VWAP-Strategie basierend auf Z-Distanz
Überblick
Diese Strategie basiert auf dem Z-Distanz-VWAP-Indikator von LazyBear. Sie beurteilt überkaufte/überverkaufte Zustände sowie Ein- und Ausstiege, indem sie die Z-Distanz zwischen dem Preis und dem VWAP berechnet. Die Strategie integriert einen EMA (Exponential Moving Average) sowie die Rückkehr der Z-Distanz zur Nulllinie, um Rauschsignale herauszufltern.
Strategieprinzip
- Berechnung des VWAP-Werts.
- Berechnung der Z-Distanz zwischen Preis und VWAP.
- Festlegung einer Überkauft-Linie (2,5) und einer Überverkauft-Linie (-0,5).
- Long-Einstieg, wenn die schnelle Linie über der langsamen Linie liegt, die Z-Distanz unter der Überverkauft-Linie liegt und die Z-Distanz die Nulllinie von unten nach oben kreuzt.

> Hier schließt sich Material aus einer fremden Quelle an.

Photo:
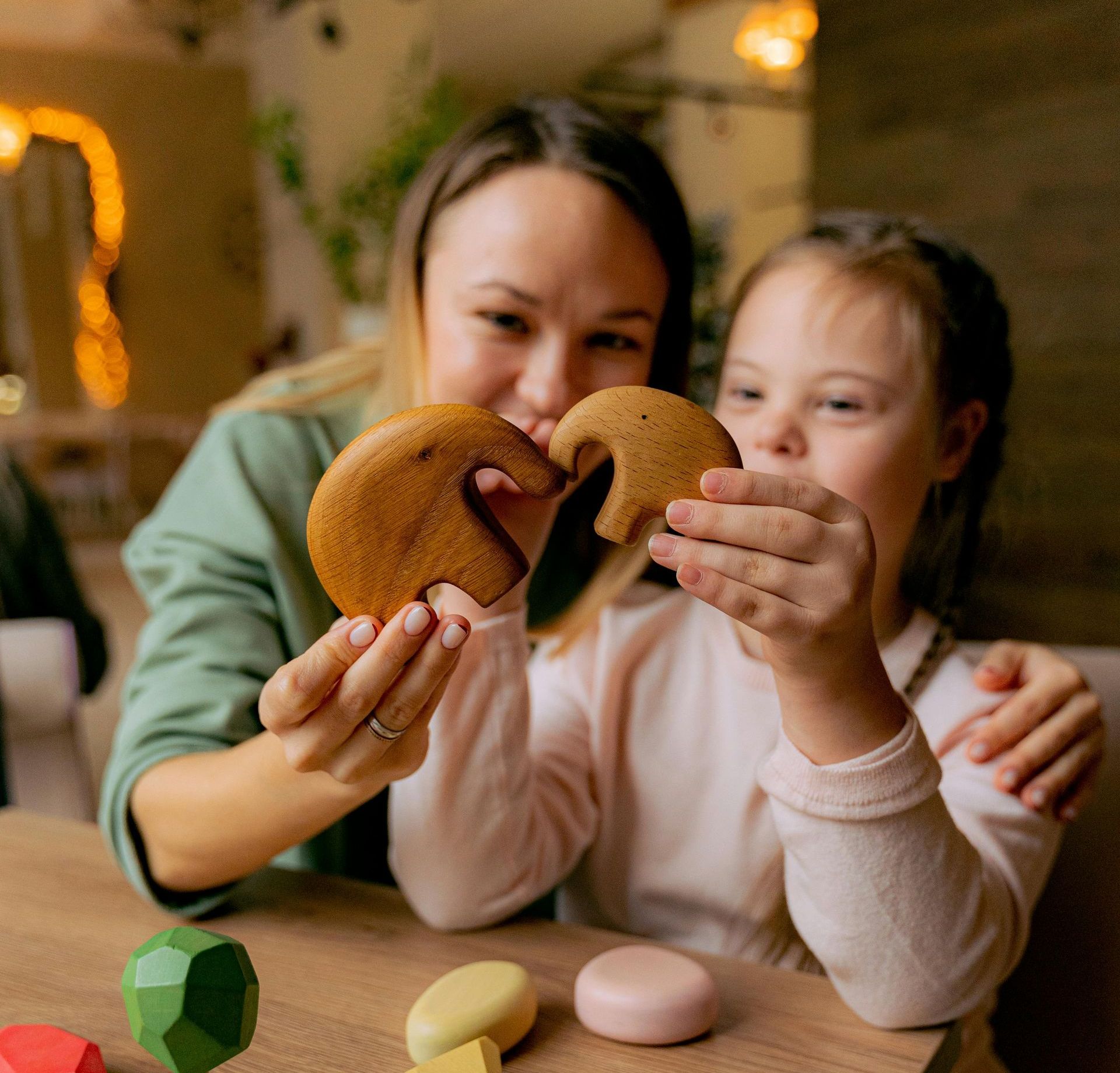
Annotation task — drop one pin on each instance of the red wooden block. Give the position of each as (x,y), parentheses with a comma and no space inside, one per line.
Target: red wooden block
(43,1049)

- Schließen der Position, wenn die Z-Distanz die Überkauft-Linie überschreitet.
- Einbindung einer Stop-Loss-Logik.
Wichtige Funktionen:
calc_zvwap: Berechnung der Z-Distanz zwischen Preis und VWAP.- VWAP-Wert:
vwap(hlc3). - Schnelle Linie:
ema(close, fastEma). - Langsame Linie:
ema(close, slowEma).
Vorteilsanalyse
- Die Verwendung der Z-Distanz ermöglicht eine intuitivere Beurteilung von überkauften/überverkauften Zuständen.
- Die Kombination mit dem EMA filtert Fehlausbrüche heraus und verhindert das Feststecken in ungünstigen Positionen.

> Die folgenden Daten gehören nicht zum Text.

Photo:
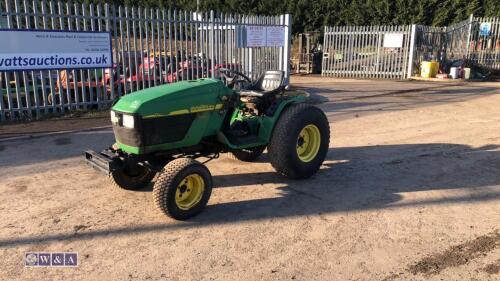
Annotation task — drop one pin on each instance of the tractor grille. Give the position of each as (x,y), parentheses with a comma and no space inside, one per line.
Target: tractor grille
(153,131)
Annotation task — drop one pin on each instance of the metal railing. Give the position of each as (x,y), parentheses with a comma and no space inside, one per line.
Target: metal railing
(484,49)
(150,47)
(361,52)
(364,51)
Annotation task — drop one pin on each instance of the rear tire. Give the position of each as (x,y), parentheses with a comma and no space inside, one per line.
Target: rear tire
(247,155)
(182,189)
(300,141)
(139,179)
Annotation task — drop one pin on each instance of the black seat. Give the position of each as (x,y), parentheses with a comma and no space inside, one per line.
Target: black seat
(269,83)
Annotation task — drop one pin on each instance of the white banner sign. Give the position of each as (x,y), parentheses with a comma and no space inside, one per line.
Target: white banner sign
(256,36)
(275,36)
(264,36)
(40,50)
(393,40)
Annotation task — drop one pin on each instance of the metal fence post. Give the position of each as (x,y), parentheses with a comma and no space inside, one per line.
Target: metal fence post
(286,51)
(471,20)
(411,52)
(212,47)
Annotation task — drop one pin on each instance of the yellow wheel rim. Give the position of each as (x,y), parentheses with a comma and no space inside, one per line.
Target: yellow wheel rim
(308,143)
(189,191)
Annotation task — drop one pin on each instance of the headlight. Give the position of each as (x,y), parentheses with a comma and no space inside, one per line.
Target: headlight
(128,121)
(114,118)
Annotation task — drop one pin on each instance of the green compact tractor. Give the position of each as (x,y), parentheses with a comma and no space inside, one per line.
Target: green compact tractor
(162,130)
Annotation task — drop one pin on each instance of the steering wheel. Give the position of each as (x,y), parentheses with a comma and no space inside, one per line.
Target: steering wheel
(233,77)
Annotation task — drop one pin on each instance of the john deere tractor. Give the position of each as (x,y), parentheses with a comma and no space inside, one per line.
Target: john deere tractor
(163,130)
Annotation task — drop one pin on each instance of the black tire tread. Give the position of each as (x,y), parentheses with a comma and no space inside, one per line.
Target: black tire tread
(165,179)
(277,148)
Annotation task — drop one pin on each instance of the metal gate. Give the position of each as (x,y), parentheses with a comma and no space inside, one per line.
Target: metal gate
(150,47)
(484,48)
(366,51)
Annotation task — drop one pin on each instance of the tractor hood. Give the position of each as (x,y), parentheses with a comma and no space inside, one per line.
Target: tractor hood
(173,99)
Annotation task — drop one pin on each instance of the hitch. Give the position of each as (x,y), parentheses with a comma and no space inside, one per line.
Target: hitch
(103,162)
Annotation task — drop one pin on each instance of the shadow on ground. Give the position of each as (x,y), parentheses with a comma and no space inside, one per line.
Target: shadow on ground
(352,179)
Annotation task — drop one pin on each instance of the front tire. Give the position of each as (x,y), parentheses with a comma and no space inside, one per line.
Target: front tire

- Erlaubt Nachkauf (Pyramiding), um von Trends zu profitieren.
- Enthält eine Stop-Loss-Logik zur Risikokontrolle.
Risikoanalyse
- Die Parameter müssen angemessen eingestellt sein, z. B. die Position der Überkauft-/Überverkauft-Linien und die EMA-Perioden.
- Der Z-Distanz-Indikator ist nachlaufend, was dazu führen kann, dass wichtige Kauf-/Verkaufspunkte verpasst werden.
- Erlaubtes Nachkauf erhöht das Verlustrisiko.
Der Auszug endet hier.